Whatever came next, it came for both of them.

TWENTY-EIGHT

Thursday arrived with the river.

Bastien registered the tidal shift before the alarm on Delphine’s phone sounded. The Mississippi’s pull translated through the cage’s architecture, climbed his spine, and lodged at the base of his skull. The water moved, and the eight nodes distributed across the city answered its schedule with an obedience that proved the architect understood hydrology as well as magic.

He lay on his back in the safehouse bed. The ceiling held the first gray of dawn, and the live oak’s branches cut the light into patterns that shifted against the plaster. Delphine’s shoulder pressed against his arm. Her breathing held the depth of sleep she had earned after forty hours of analysis, preparation, and the refusal to rest while any piece of the architecture remained unmapped.

She had slept three hours. He had slept none.

His forearm hummed at a frequency that had not dropped since the seizure. The sustained tone occupied a register above the threshold he had learned to tolerate and below the pitch that had put him on the stairs. Between those borders, his body held.The tremor in his left hand had quieted to a vibration he could conceal if he kept his fist closed. His right palm carried the burn, and the skin had tightened overnight into a surface that pulled when he flexed his fingers.

September dawn pressed against the windows. The air tasted of river silt and the jasmine that grew along the fence behind the print shop. A mockingbird launched its morning territorial claim from the live oak, cycling through borrowed melodies and holding the block through repetition.

Bastien turned his head.
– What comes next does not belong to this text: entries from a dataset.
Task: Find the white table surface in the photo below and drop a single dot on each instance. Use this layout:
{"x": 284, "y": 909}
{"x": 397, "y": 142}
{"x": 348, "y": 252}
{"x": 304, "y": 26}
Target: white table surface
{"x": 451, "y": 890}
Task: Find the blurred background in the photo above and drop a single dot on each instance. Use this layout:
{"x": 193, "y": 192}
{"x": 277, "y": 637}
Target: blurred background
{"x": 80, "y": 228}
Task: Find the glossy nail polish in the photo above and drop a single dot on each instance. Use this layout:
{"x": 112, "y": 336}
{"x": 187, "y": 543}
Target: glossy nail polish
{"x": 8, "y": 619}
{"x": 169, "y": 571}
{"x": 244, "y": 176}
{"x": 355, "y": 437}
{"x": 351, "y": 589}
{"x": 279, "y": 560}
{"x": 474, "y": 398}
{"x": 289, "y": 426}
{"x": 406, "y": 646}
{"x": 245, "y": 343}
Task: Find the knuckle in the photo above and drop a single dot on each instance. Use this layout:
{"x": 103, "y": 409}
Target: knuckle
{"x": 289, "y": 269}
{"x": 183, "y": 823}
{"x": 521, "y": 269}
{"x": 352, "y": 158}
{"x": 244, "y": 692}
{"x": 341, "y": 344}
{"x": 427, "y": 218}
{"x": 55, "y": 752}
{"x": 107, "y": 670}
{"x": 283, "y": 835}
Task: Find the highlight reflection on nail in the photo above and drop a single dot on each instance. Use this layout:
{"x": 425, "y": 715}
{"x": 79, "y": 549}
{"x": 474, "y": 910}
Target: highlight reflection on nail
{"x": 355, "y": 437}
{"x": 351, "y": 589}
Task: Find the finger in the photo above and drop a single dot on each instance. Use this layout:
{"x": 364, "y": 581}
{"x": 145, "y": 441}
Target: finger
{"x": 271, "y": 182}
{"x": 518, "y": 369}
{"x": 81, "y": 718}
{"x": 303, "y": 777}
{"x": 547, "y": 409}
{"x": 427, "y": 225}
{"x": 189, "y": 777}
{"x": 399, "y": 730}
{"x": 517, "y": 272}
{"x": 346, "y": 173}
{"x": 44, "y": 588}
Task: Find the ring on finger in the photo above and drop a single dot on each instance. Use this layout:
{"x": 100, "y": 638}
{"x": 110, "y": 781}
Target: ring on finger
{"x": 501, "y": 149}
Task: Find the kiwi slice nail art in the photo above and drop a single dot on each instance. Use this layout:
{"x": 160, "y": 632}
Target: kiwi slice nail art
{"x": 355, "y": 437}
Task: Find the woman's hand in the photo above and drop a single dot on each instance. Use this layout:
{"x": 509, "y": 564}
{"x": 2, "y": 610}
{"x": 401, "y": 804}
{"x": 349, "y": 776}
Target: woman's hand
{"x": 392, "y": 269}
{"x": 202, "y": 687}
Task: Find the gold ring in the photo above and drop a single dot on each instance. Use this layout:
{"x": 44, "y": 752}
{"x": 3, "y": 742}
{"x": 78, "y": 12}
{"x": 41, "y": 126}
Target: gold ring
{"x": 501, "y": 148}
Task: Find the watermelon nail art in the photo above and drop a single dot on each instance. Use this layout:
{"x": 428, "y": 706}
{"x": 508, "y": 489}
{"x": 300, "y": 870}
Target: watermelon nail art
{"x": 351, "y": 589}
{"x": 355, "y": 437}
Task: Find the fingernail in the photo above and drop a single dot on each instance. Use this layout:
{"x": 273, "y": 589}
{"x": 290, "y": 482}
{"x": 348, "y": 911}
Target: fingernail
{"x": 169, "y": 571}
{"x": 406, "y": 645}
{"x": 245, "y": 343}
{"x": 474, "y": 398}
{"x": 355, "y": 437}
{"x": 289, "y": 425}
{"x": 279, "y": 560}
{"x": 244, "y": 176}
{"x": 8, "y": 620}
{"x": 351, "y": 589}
He traced the line of Delphine’s jaw, the rise and fall of her chest, the warmth that radiated from her body and met the curse’s output and altered its character wherever their skin touched.

He committed the arrangement to memory with the same precision he gave crime scenes. With the understanding that what existed in this moment might not survive the next.

Her phone alarm sounded. A single tone, low and sustained. She had chosen it three days ago because the sharp default jolted his overtaxed system, and she had adjusted without comment—practically, without ceremony.